Hmm, wie das gemeint ist weiß ich auch nicht

Aber eins ist wichtig: Ein No Knot Verbinder ist bei der Nanofil sicherer als jeder Knoten! Aber auch beim No Knot sollten es sicherheitshalber 8 Windungen sein, da ist man auf der sicheren Seite


----------



## Roy Digerhund (2. Februar 2012)

*AW: Berkley Nanofil*



Bassjunky schrieb:


> Die Gutscheine gibt es nicht mehr. Hechtsicher sind die Schnüre auf gar keinen Fall!!!!



Sie hat nach tauglich gefragt!!!!!!! und nicht nach sicher(im Sinne eines Vorfachs)....
|bla:


----------



## Clarissa (2. Februar 2012)

*AW: Berkley Nanofil*

Das man ein Stahlvorfach verwenden muss ist mir schon klar  aber ob es einen Kampfsatren Hecht vom Gewicht her aushält frage ich mich? Ich nimm beim angeln auf Hecht eigentlich NUR geflochtene schnüre


----------



## FangeNichts5 (2. Februar 2012)

*AW: Berkley Nanofil*



Clarissa schrieb:


> Das man ein Stahlvorfach verwenden muss ist mir schon klar  aber ob es einen Kampfsatren Hecht vom Gewicht her aushält frage ich mich? Ich nimm beim angeln auf Hecht eigentlich NUR geflochtene schnüre



Solange man halt normal drillt dürfte das schon alles passen Ich habe es letzten Herbst auch geschafft nen 70er an 0,08er Geflecht und 8g Rute auszudrillen, aber das ist wieder was anderes.

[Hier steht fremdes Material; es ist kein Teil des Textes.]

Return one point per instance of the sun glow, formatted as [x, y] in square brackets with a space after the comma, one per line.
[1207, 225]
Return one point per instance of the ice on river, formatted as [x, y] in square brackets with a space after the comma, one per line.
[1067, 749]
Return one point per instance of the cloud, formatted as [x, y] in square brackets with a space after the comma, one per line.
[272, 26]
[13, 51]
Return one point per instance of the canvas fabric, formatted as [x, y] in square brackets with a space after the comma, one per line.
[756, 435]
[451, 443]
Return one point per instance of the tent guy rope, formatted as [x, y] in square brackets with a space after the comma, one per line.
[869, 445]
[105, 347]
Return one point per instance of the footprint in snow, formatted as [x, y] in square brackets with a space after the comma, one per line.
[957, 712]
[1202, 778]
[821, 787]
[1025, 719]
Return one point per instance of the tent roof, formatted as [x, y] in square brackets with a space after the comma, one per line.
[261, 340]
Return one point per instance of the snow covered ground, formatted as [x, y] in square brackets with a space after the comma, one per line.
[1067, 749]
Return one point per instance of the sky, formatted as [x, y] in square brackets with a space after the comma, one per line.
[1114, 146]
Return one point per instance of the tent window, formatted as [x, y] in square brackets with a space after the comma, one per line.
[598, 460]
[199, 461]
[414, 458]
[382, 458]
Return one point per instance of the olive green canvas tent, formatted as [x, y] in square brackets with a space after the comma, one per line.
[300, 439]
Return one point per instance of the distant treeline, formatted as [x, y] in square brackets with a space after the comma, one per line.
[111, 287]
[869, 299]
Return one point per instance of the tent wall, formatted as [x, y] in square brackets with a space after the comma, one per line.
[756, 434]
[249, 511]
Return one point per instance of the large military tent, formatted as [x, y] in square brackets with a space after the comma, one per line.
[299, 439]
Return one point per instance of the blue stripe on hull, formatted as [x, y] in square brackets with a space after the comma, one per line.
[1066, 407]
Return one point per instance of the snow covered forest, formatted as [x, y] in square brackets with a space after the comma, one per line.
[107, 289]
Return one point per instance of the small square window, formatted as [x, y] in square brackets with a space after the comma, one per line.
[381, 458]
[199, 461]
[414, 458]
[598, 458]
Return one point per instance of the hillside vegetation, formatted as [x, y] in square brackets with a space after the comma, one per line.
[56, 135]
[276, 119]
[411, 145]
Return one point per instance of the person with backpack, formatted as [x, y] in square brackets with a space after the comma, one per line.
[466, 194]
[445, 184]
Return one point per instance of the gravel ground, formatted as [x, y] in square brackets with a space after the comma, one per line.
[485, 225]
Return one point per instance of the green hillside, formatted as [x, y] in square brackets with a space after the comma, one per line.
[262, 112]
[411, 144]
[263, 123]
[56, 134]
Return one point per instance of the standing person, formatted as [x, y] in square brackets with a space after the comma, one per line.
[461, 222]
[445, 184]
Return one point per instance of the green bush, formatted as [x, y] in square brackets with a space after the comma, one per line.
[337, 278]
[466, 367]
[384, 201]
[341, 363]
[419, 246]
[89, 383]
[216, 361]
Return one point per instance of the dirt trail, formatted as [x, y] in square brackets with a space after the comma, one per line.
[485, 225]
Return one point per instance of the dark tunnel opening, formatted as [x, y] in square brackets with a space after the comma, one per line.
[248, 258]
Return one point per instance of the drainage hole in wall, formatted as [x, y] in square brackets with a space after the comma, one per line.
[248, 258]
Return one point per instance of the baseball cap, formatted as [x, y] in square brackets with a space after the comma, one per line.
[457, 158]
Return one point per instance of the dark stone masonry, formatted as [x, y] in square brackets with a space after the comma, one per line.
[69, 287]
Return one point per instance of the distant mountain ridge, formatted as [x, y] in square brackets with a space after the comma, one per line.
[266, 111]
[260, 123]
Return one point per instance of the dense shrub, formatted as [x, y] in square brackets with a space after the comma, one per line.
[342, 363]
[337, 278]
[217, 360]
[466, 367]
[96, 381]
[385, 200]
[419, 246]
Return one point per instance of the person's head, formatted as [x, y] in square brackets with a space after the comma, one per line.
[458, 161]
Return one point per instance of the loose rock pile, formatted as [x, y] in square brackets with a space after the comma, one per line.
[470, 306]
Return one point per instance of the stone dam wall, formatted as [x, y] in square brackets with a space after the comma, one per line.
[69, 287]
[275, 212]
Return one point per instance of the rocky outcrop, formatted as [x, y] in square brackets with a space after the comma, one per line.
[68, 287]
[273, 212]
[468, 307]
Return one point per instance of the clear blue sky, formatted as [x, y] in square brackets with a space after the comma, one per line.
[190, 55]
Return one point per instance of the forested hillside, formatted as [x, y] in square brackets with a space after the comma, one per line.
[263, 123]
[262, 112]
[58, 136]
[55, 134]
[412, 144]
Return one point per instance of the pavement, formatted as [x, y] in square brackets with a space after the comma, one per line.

Also wenn die Schnurstärke zum Gerät passt kann eigentlich nicht viel passieren#6


----------



## Clarissa (2. Februar 2012)

*AW: Berkley Nanofil*

ja i würd mir ne 0,17 draufmachen mit ner 2,70 Rute mit 40-100 gramm wurfgewicht...dürfte gehen oder?


----------



## FangeNichts5 (2. Februar 2012)

*AW: Berkley Nanofil*



Clarissa schrieb:


> ja i würd mir ne 0,17 draufmachen mit ner 2,70 Rute mit 40-100 gramm wurfgewicht...dürfte gehen oder?



Dürfte wohl passen

Aber wie gesagt, in der Stärke wäre mir die zu steif. Wenn du die Möglichkeit hast, guck dir die vorher mal an, weil wäre ja nicht so gut wenn dir die Schnur dann nicht liegt


----------



## Slick (2. Februar 2012)

*AW: Berkley Nanofil*

Bestelle dir den Askari Katalog.Es liegt eine Probe der Schnur bei.

Alles kostenlos.#h


----------



## HRO1961 (3. Februar 2012)

*AW: Berkley Nanofil*

moin,

angel mit ner 15er seit wochen auf der spinnrute. glatt wie sa..., keine sägegeräusche auf den ringen, extreme weiten, bei nutzen der empfohlenen knoten hohe reissfestigkeit, gute abriebfestigkeit. leider nur in weiss erhältlich aber trotzdem noch sichtbar. fairer preis. durchmesser nicht 100%ig gleichmäßig. kann zu schnurverdrallung führen. trotzdem: selten sonne geile schnur gefischt. leider nicht multigeeignet. 


gruss achim


----------



## B.Mech (10. Februar 2013)

*AW: Berkley Nanofil*



HRO1961 schrieb:


> moin,
> 
> angel mit ner 15er seit wochen auf der spinnrute. glatt wie sa..., keine sägegeräusche auf den ringen, extreme weiten, bei nutzen der empfohlenen knoten hohe reissfestigkeit, gute abriebfestigkeit. leider nur in weiss erhältlich aber trotzdem noch sichtbar. fairer preis. durchmesser nicht 100%ig gleichmäßig. kann zu schnurverdrallung führen. trotzdem: selten sonne geile schnur gefischt. leider nicht multigeeignet.
> 
> ...




Ne gibts auch in gelb (charteuse ) !

http://www.ebay.de/itm/160920524003...eName=STRK:MEWAX:IT&_trksid=p3984.m1423.l2649


MFG


----------